Странное воспоминание мучит меня. Будто я лежу под черным низким потолком, он словно бы неторопливо покачивается, то наплывая, то удаляясь, и весь в зыбких, дрожащих, слабых красных отсветах, душа моя переполнена величайшим покоем, торжественна и беспечальна, и масса звуков вокруг: негромкий металлический звяк, тихий скребущий шорох, приглушенные, словно бы запредельные голоса, невнятно произносящие что-то, и мягкий сухой треск временами…
Что это? Откуда это во мне? Может быть, все это следовало бы назвать видением, но это не видение, потому что в расплывчивой ясности видения всегда есть некая неотчетливость конкретности, а в том, что возникает в моем сознании, во всей этой туманной зыбкости окружающего мира такая вдруг мощная, твердая конкретика чувствования, такая острая пронзительность и разнимающая душу сладкая горечь именно в о с п о м и н а н и я…
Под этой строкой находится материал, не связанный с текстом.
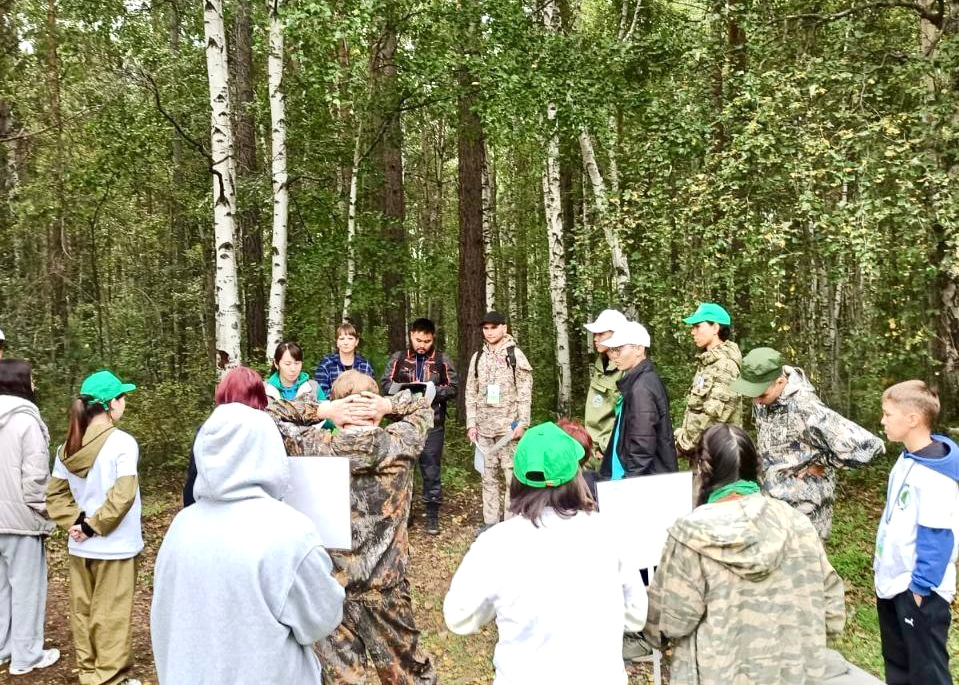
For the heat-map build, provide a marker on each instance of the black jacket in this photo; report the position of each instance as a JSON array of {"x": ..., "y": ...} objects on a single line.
[
  {"x": 437, "y": 367},
  {"x": 645, "y": 429}
]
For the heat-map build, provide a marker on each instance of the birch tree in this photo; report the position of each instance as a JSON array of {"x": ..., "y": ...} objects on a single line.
[
  {"x": 351, "y": 224},
  {"x": 224, "y": 188},
  {"x": 280, "y": 188},
  {"x": 552, "y": 203},
  {"x": 601, "y": 200}
]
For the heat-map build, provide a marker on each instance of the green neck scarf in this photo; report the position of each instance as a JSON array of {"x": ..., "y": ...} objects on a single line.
[{"x": 740, "y": 487}]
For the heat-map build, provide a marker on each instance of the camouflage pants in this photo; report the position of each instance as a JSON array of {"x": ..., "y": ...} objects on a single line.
[
  {"x": 379, "y": 628},
  {"x": 492, "y": 464}
]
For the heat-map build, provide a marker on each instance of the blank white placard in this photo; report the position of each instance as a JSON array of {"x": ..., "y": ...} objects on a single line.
[
  {"x": 320, "y": 488},
  {"x": 640, "y": 511}
]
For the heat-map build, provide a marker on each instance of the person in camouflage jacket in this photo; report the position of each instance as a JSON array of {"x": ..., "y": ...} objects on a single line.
[
  {"x": 801, "y": 441},
  {"x": 744, "y": 590},
  {"x": 499, "y": 398},
  {"x": 378, "y": 613},
  {"x": 709, "y": 399}
]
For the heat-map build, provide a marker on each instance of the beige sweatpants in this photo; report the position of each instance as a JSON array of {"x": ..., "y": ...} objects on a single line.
[
  {"x": 493, "y": 463},
  {"x": 101, "y": 612}
]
Я боюсь его. Я не знаю, что оно значит, я не понимаю, откуда оно, но пуще того я боюсь его потому, что вслед ему входит в меня глухая, сдавливающая горло тоска, наваливается мрачная тяжелая раздражительность, я перемогаю себя, креплюсь изо всех сил, надеюсь всякий раз, что переборю, одержу верх, и всякий раз оказываюсь побежден…
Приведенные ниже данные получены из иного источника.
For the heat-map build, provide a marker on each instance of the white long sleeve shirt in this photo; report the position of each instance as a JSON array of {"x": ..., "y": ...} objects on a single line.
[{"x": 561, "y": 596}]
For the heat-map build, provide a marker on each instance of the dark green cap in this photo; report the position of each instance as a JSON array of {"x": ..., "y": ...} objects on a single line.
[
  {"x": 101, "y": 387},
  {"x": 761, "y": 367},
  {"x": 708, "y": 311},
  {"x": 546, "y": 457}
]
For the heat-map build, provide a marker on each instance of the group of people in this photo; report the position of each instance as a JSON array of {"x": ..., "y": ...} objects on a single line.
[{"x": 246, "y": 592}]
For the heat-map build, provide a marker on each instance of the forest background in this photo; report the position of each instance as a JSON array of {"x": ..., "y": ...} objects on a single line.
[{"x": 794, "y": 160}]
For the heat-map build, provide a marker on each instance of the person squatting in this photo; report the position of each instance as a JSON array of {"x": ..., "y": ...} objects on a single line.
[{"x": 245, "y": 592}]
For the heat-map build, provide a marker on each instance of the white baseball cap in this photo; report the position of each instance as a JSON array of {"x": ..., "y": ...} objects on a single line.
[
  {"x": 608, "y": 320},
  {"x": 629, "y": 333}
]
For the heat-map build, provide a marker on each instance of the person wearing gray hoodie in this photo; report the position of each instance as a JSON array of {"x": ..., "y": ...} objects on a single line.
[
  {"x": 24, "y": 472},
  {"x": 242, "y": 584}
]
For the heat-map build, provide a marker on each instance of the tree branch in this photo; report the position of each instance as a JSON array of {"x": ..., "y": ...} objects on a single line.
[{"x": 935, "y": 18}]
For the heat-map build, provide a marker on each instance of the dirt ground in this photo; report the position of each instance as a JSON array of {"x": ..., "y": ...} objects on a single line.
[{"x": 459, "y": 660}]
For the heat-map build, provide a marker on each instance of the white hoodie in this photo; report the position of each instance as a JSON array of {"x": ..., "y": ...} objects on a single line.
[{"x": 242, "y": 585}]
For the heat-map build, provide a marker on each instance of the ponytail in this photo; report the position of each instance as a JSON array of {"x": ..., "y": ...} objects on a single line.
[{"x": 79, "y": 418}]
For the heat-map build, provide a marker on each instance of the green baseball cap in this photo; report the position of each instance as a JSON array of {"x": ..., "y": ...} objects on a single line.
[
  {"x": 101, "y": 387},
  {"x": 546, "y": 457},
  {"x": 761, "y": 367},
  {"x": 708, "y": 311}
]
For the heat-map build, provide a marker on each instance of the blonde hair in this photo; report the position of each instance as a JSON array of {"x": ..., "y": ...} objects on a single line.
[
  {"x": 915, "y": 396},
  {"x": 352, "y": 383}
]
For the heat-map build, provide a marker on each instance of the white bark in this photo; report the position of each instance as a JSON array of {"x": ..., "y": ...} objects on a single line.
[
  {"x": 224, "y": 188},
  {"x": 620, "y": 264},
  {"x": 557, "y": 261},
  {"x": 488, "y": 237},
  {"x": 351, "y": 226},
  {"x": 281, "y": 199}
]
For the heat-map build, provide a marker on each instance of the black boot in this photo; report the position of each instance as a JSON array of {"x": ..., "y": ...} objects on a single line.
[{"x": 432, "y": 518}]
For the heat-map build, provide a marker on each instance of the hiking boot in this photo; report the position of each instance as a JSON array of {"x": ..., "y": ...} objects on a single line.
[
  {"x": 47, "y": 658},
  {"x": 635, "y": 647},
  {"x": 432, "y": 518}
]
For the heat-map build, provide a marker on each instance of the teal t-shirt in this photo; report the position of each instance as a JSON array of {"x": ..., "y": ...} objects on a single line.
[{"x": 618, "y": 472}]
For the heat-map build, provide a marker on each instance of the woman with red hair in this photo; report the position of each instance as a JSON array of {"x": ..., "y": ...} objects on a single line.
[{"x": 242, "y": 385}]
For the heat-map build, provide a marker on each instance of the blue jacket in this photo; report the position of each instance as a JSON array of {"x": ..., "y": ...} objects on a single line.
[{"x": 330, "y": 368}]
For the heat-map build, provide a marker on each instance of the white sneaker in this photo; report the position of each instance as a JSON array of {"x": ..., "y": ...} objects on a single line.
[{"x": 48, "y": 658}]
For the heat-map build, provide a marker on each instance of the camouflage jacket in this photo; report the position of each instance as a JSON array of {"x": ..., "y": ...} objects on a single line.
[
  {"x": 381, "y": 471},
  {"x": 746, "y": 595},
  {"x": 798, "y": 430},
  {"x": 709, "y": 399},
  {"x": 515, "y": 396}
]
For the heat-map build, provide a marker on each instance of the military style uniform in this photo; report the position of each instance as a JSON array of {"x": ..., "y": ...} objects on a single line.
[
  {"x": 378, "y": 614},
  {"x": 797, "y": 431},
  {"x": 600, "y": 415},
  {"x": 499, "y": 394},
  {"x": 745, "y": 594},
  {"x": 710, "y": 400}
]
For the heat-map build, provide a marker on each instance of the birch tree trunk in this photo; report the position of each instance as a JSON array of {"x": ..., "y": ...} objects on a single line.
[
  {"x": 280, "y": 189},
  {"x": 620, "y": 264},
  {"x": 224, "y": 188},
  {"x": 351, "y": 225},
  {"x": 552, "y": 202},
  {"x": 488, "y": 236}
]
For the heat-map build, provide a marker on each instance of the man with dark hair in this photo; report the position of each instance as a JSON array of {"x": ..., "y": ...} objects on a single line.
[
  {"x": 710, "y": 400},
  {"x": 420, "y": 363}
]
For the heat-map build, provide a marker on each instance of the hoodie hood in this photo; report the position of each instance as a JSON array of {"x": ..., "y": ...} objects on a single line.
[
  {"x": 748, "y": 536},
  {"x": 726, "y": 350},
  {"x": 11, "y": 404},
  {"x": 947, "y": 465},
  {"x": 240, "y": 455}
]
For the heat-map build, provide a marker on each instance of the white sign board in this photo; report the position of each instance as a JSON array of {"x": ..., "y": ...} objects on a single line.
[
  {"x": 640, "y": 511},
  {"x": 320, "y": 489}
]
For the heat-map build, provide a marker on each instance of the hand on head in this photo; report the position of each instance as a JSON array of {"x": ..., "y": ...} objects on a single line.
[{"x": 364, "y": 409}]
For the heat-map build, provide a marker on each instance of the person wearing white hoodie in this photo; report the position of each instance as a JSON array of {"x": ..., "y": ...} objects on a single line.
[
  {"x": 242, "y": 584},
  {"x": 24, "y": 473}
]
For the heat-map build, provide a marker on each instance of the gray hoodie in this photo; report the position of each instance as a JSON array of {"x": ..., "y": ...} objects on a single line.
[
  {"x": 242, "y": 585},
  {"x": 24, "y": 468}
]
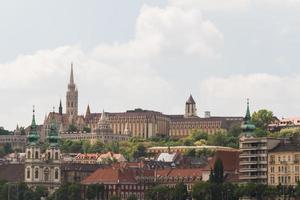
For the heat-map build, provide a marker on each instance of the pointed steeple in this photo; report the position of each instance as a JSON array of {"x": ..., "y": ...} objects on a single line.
[
  {"x": 190, "y": 100},
  {"x": 60, "y": 108},
  {"x": 33, "y": 137},
  {"x": 103, "y": 121},
  {"x": 88, "y": 111},
  {"x": 53, "y": 137},
  {"x": 71, "y": 75},
  {"x": 190, "y": 107},
  {"x": 248, "y": 127},
  {"x": 248, "y": 115}
]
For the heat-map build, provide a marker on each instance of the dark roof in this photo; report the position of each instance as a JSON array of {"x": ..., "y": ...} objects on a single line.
[
  {"x": 80, "y": 167},
  {"x": 12, "y": 172},
  {"x": 191, "y": 100},
  {"x": 286, "y": 147}
]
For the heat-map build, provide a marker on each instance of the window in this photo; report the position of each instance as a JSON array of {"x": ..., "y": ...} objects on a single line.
[
  {"x": 56, "y": 155},
  {"x": 28, "y": 173}
]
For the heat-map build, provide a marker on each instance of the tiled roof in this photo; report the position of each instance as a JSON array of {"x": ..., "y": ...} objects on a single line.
[
  {"x": 286, "y": 148},
  {"x": 12, "y": 172},
  {"x": 80, "y": 167},
  {"x": 177, "y": 172},
  {"x": 114, "y": 175},
  {"x": 230, "y": 160}
]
Сегодняшним утром это воспоминание всплыло во мне вновь.
Поезд тяжко и монотонно грохотал колесами на стыках рельсов, я уже проснулся, но лежал на своей верхней полке с закрытыми глазами, слушая этот однообразный железный гул, и вдруг оно пронзило меня, и я вытянулся под тонким железнодорожным одеялом, как прошитый током, сердце мне проняло острой болью, и глазам сделалось горячо от спазмы слез в горле.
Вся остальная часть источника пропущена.